Turkish audiences have watched a 15-year-old girl married off to a 70-year-old man against her will in one series. In another, a 16-year-old girl is married in a hurry after her family found out she had pre-marital sex. In “Öyle Bir Geçer Zaman Ki” (As Time Goes By), an international favorite, the leading male character rapes his ex-wife and kills her new husband.

In other examples, a brother beats his sister for dating a man; a man rapes his girlfriend, and when she gets pregnant, her father beats her senseless on the street. Another female character gets pregnant; her family marries her off to her boss. In one series, a woman sleeps with her boss and when her husband finds out he kills the boss and sells his wife to a brothel.

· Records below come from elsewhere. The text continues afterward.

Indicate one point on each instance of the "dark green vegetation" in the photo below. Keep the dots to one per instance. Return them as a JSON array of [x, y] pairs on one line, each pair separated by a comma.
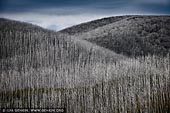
[[78, 69]]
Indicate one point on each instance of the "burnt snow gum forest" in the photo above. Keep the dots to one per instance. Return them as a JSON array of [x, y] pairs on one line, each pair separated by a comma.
[[118, 64]]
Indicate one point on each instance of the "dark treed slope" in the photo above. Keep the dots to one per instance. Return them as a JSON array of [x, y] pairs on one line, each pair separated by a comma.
[[131, 35], [19, 38], [85, 27], [26, 49]]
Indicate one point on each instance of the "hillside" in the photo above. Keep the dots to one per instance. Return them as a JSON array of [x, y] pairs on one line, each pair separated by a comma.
[[26, 48], [77, 68], [130, 35]]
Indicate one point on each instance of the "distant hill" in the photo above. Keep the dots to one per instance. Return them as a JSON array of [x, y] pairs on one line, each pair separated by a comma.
[[128, 35], [85, 27], [26, 49]]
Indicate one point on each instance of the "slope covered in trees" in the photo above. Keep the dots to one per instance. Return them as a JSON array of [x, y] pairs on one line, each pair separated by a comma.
[[131, 35], [25, 48], [44, 69]]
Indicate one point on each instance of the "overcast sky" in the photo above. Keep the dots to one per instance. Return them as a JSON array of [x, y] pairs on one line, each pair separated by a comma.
[[59, 14]]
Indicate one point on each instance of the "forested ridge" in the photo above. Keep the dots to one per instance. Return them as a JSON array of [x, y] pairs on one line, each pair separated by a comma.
[[111, 65]]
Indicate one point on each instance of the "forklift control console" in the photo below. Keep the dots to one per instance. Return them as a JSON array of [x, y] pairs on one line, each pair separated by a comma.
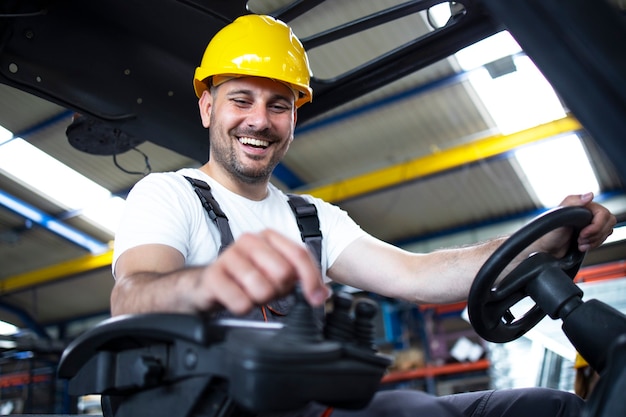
[[178, 364]]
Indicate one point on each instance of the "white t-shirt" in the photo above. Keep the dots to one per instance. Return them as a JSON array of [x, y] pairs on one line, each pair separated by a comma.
[[163, 208]]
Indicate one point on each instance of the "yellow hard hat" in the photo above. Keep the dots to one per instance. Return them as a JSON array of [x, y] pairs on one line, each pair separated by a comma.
[[259, 46]]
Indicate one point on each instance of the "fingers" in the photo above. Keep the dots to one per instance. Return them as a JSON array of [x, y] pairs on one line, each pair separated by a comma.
[[258, 268], [601, 225]]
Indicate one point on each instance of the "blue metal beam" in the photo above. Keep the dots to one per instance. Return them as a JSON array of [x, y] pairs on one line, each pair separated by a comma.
[[52, 224]]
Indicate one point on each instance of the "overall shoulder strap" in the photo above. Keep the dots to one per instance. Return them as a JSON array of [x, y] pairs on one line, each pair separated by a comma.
[[203, 190], [308, 223]]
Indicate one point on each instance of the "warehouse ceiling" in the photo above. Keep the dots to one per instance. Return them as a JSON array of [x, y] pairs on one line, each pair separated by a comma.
[[396, 133]]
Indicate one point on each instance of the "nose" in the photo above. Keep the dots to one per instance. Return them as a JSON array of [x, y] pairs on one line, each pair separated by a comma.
[[258, 118]]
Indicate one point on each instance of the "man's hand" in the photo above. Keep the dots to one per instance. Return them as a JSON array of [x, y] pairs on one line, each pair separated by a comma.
[[590, 236], [255, 269]]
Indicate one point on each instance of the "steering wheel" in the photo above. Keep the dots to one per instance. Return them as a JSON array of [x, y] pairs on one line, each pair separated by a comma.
[[489, 307]]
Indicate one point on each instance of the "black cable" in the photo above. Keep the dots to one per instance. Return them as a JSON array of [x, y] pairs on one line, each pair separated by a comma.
[[145, 158]]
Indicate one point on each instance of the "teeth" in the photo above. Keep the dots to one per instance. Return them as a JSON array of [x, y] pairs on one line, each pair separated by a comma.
[[254, 142]]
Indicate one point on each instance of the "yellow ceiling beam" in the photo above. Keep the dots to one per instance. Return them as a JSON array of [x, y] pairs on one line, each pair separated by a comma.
[[55, 272], [351, 187], [439, 161]]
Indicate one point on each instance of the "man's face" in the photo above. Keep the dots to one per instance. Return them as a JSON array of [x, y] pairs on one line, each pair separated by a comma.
[[251, 122]]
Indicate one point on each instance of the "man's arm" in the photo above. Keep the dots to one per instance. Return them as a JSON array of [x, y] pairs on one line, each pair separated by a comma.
[[446, 276], [254, 270]]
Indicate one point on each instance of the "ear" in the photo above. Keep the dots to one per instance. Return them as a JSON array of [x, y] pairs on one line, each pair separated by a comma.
[[205, 103]]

Perhaps, the most famous of the Turkish series that set its main arc around a rape story is “Fatmagül’ün Suçu Ne?” (What is Fatmagül’s Fault?), broadcast in 2011 and 2012 in Turkey, and in around 30 countries from India and Chile to Slovakia. Loosely adapted from Vedat Türkali’s novel and the 1986 feature film of the same name, the story follows the leading female character getting gang raped, married off to one of the perpetrators, and later falling for him.

In research carried out by four academics at Selçuk University on violence against women in TV series, Sezen Ünlü, Nazlı Bayram, Canan Uluyağcı and Sevil Uzoğlu Bayçu cite interesting statistics. In almost all of the series, at least one woman faces some sort of violence. Verbal and psychological abuse take precedence in TV series, with sexual abuse a close follow-up. Husbands and brothers exert the most violence along with, get ready for this, mothers-in-law.

When it comes to the reactions of other characters to violence, 52 percent approve of it. And 97 percent of the perpetrators of violence go unpunished. In an article run in Agos, the Armenian bilingual weekly newspaper, Esra Gedik argues that “harassment, rape and pregnancy are narrative devices to stir the story and create a hero from the leading male character.”

“These series recreate a patriarchy where women are in need of protecting, where women shouldn’t look for jobs, and go out. Women always have owners. If their virtue is intact, everything else is a detail.”